26th - 27th October & 9th - 10th November 2020 Online 4 days (26th October 2020 - 10th November 2020) Stata

Course Overview: Part one

Recent years have witnessed an unprecedented availability of information on social, economic, and health-related phenomena. Researchers, practitioners, and policymakers have nowadays access to huge datasets (the so-called “Big Data”). This data is collected on people, companies and institutions, web and mobile devices and satellites, at an increasing speed and detail.

Machine learning is a relatively new approach to data analytics, which places itself in the intersection between statistics, computer science, and artificial intelligence. It's primary objective is that of turning information into knowledge and value by “letting the data speak”. Machine learning limits prior assumptions about data structure, and relies on a model-free philosophy that supports algorithm development, computational procedures, and graphical inspection more than tight assumptions, algebraic development, and analytical solutions. Machine learning was computationally unfeasible up until a few years ago. It is only possible on the machines of today, with their increased computing power and ability to learn, their hardware development, and with continuous software upgrading.

This course is a primer to machine learning techniques using Stata. Stata owns various packages to perform machine learning which are however poorly known to many Stata users. This course fills this gap by making participants familiar with Stata's potential to draw knowledge and value form row, large, and possibly noisy data. The teaching approach will be mainly based on the graphical language and intuition more than on algebra. The training will make use of instructional as well as real-world examples, and will evenly balance theory and practical sessions.

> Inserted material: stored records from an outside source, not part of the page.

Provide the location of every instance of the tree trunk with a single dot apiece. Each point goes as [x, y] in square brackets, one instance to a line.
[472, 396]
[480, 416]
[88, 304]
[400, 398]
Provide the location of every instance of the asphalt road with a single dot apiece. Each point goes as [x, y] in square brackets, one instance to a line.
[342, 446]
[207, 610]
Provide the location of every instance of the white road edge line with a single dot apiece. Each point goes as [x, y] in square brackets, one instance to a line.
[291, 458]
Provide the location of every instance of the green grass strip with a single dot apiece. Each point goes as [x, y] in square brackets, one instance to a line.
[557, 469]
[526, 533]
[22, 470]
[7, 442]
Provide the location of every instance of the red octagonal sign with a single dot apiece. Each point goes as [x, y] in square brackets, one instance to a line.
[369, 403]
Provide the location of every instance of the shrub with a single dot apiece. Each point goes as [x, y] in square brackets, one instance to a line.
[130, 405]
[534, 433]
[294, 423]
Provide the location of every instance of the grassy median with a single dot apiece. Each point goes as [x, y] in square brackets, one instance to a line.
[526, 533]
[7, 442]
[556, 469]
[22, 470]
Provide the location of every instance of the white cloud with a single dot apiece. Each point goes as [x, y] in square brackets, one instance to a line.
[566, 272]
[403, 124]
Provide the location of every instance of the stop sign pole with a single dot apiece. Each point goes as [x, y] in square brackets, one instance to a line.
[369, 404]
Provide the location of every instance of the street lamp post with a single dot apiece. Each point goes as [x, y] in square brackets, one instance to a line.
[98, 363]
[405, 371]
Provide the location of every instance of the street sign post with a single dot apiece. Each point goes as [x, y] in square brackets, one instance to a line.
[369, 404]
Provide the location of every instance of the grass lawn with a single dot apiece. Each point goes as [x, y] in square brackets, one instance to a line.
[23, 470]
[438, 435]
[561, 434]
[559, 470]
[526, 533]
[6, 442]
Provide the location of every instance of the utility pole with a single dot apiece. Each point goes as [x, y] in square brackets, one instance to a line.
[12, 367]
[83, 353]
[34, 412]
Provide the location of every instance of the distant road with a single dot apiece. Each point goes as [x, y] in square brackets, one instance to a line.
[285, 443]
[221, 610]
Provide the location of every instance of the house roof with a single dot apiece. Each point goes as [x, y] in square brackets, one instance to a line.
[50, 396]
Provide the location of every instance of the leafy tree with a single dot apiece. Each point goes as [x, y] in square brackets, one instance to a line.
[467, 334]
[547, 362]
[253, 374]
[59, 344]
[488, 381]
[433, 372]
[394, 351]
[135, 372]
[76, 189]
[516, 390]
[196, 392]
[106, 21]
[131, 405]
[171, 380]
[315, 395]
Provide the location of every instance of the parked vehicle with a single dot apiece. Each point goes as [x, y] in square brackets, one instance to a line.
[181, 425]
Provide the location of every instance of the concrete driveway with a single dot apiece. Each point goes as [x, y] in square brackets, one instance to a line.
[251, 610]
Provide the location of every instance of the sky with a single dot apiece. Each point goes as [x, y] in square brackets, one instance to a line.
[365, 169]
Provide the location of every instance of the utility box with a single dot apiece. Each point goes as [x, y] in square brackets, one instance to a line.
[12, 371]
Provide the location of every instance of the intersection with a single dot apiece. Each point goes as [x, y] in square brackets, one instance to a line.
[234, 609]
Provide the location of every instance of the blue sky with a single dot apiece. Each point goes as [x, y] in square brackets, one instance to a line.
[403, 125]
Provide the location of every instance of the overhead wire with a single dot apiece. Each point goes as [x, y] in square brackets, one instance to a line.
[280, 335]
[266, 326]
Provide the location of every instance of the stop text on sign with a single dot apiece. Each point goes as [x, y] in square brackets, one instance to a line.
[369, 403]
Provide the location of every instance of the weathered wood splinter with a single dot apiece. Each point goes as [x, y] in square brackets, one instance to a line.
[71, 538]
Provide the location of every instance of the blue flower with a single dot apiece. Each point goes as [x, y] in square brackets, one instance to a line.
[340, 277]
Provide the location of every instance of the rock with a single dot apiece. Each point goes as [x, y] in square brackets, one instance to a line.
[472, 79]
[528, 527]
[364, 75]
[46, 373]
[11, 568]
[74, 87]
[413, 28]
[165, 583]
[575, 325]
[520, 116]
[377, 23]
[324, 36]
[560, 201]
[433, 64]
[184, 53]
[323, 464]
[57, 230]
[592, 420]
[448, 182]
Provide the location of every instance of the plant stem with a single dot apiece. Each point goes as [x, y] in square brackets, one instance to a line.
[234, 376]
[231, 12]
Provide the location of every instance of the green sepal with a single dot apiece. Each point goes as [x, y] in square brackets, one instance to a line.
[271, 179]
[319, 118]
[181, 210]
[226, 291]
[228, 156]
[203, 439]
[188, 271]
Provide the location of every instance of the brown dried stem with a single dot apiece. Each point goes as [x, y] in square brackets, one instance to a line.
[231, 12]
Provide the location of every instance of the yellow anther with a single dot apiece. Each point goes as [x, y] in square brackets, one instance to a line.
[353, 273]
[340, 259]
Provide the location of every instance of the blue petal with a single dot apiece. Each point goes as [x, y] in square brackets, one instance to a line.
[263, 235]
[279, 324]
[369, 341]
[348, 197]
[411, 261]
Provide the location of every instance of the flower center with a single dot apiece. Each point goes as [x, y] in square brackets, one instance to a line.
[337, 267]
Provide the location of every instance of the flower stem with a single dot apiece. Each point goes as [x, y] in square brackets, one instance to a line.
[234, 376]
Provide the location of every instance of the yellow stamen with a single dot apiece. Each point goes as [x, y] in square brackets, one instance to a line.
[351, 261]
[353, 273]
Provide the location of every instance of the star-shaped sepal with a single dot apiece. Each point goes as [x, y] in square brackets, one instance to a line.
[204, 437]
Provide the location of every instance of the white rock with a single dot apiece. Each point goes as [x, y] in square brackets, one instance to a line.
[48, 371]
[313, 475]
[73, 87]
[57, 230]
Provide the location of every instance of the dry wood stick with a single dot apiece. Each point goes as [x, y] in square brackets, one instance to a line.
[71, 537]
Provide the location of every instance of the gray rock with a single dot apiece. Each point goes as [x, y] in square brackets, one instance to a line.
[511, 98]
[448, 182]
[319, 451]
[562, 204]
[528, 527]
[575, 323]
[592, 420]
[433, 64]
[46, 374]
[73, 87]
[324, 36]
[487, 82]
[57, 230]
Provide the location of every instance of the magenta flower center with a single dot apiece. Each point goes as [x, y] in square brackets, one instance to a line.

After the course, participants are expected to have an improved understanding of Stata's potential to perform some of the most used machine learning techniques, thus becoming able to master research tasks including, among others:

  • (i) factor-importance detection
  • (ii) signal-from-noise extraction
  • (iii) correct model specification
  • (iv) model-free classification, both from a data-mining and a causal perspective.

Course Overview: part 2

No prior knowledge of machine learning techniques are required to attend this course, as the first session will start from scratch with a fresh introduction to the subject. This course will focus on three specific techniques not covered in the first-part of the course, that is: regression and classification trees (including bagging, random forests, and boosting), kernel-based regression, and global methods (step-wise, polynomial, spline, and series regressions).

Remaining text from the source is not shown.